Donald's Encyclopedia of Popular Music



(b 8 December 1939, Sunflower MS) Soul singer. Moved north to Chicago with his family at age three; had a background in church typical of many soul giants. He met Curtis Mayfield with the Northern Jubilee Gospel Singers. Both also sang in smaller secular units, Butler in Quails, Mayfield with Alphatones; Butler was recruited '57 by the Roosters (Sam Gooden, brothers Richard and Arthur Brooks), recruited Mayfield, renamed group Impressions, and scored a no. 11 pop hit with 'For Your Precious Love' '58, an influential combination of the restrained Butler style with sparse background harmonies for a haunting neo-doo-wop feel. The Falcon label's billing of the group as 'Jerry Butler and the Impressions' led to a rift; ex-Rooster Fred Cash replaced him (but Mayfield continued to write and arrange for Butler). Vee-Jay took over Falcon, signed Butler as single, let the Impressions go (in temporary decline); 'He Will Break Your Heart' (no. 7 '60) was the first fruit of Butler/Mayfield partnership, then 'Find Another Girl', 'I'm Telling You' (top 30 '61), 'Moon River' (no. 11).

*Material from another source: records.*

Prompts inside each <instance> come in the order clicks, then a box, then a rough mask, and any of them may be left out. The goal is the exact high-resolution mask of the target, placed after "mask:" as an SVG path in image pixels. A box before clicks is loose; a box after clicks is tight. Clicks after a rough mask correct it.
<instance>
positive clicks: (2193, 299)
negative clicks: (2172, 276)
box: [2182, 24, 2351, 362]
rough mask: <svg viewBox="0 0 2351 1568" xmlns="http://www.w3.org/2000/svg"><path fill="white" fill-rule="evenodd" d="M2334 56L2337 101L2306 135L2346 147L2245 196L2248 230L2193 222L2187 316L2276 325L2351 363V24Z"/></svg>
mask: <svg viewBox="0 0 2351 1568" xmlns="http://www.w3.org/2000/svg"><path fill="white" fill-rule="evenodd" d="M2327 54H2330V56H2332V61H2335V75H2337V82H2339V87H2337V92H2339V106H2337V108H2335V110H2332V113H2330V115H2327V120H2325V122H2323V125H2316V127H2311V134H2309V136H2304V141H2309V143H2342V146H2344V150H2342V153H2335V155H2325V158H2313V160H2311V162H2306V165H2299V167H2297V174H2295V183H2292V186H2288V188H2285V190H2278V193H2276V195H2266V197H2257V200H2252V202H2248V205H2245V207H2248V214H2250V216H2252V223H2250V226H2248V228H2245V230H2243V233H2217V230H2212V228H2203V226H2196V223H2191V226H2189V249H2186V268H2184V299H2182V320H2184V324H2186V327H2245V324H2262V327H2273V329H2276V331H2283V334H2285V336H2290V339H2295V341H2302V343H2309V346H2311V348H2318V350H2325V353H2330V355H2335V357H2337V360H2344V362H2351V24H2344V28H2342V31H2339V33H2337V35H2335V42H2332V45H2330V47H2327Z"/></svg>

Vee Jay executive Calvin Carter had suggested 'Moon River', but Butler had had his doubts; Henry Mancini/Johnny Mercer wrote the song for the film Breakfast At Tiffany's, and thanked Butler for helping to make it Song of the Year. But Butler told Ted Cox in the Chicago Reader (April 7 2011), 'It's a waltz, and black people don't waltz.' 

So Curtis and I...we mess around with it. And I said,'Let's put it in 4/4 time. [That stretched in out] So we speeded it up. And fortunately when we sped it up it took on a sort of Latin feel. Well, the big dance at the time was the cha-cha, and so people couold do the cha-cha to 'Moon River'--my version. They couldn't do it on Mancini's version, and they couldn't do it on all the other versions that were out there.

He wrote solo too, contributing to books of Jackie Wilson, Otis Redding (co-wrote 'I've Been Loving You Too Long'), Count Basie, others. His mellow ballads and cool stage style earned him the nickname 'Iceman' (and the time he filled a hall with his baritone, not batting an eye when the hall's power was lost). He had a no. 5 duet '64 with Betty Everett on 'Let It Be Me'. He went to Philadelphia '67 on the collapse of Vee-Jay; he worked with the Gamble and Huff writing and production team on Mercury (Butler's idea), returned to hit form with 'Never Give You Up' and 'Hey Western Union Man' (top 20 '68-9). Albums The Iceman Cometh and Ice On Ice (both '69) established Butler in the newly realized black album market, with a balance of ballads/up-tempo numbers. The Gamble/Huff/Butler partnership ended when G&H formed the Philadelphia International label; they asked him to come along, but Butler did not want to leave Mercury, and nobody could have known how successful G&H were going to be. 

Butler duetted with Gene Chandler on Gene & Jerry--One & One '71, and on a single with Brenda Lee Eager, leader of his backing group the Peaches ('Ain't Understanding Mellow' no. 21 '72). He signed with Motown '75 and a series of tasteful LPs sold respectably, including duets with Thelma Houston (Thelma & Jerry '77); he was back with Gamble and Huff at the end of the decade for two LPs; he founded Fountain and Memphis labels with singer brother Billy ('I Can't Work No Longer' no. 60 pop chart '65); they ran the Butler Music Workshop in Chicago for young singers/musicians/writers (grads included Natalie Cole, Chuck Jackson). He ran a singing career in tandem with importing beer; his style could be likened to cool glass of lager, refreshing the fans other singers can't reach. He was inspired to enter politics by Harold Washington's election as Chicago's mayor in 1983, and in 2011 was the longest-serving member of the Chicago Board of Commissioners, and unusually modest for a politician.